Video: Watch Intro to Found Sound Nation
Exercise: Word board – What did you notice? What terms or images stood out that define the message? (Or group discussion)
Discussion: Read the Found Sound Nation mission statement. From its mission, FSN believes that “collaborative music creation is a deeply effective way to become aware of the beauty, trauma, and hidden potential in our communities.” Do you think this is true? Take each term separately: collaboration, music/sound, and creation. Discuss the meaning of each of these terms, and how they could lead to a stronger society. Share examples of each term from your own experiences (full group or small groups).

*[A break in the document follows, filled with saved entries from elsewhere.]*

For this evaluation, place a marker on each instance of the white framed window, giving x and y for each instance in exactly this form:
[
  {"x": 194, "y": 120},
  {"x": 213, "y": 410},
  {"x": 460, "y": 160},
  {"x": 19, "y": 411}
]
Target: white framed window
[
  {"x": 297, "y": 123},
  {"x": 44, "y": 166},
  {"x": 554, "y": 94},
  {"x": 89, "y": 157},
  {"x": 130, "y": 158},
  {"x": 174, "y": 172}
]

Discussion: 3 Pillars of Music as Social Practice
Collaboration / Exchange / Community
Awareness / Listening
Innovation / Creation / Expression
In this Unit, we’re talking about collaboration/exchange/community.
Video: Watch Intro to OneBeat
Exercise: Word board – What did you notice? What terms or images stood out that define the message?
Discussion & Exercise: What does it mean to be a citizen? How do you define your “community”? How would you represent your community to the world? Break into small groups and discuss more, then write down your responses to each question.
Extra/HW: Read about the artists in the OneBeat X Fellow cohort. Select 1-2 artists from the group & write a short 5 question interview for those artists about their work. Submit these questions & we will pass them on to the artists!
Opening Activity: Share your responses about community. How do you define your “community,” and how would you represent it to the world?
Exercise: Through the OneBeat program, we’ve met many artists who are using their music to support or strengthen community in different ways. In small groups, do some research on 1-2 of our 25 OneBeat X artists and discuss/write about how each artist approaches this work of community-building.
Discussion: In a full group, share about the artists you learned about. Create a word board of how different artists are approaching music and sound and community.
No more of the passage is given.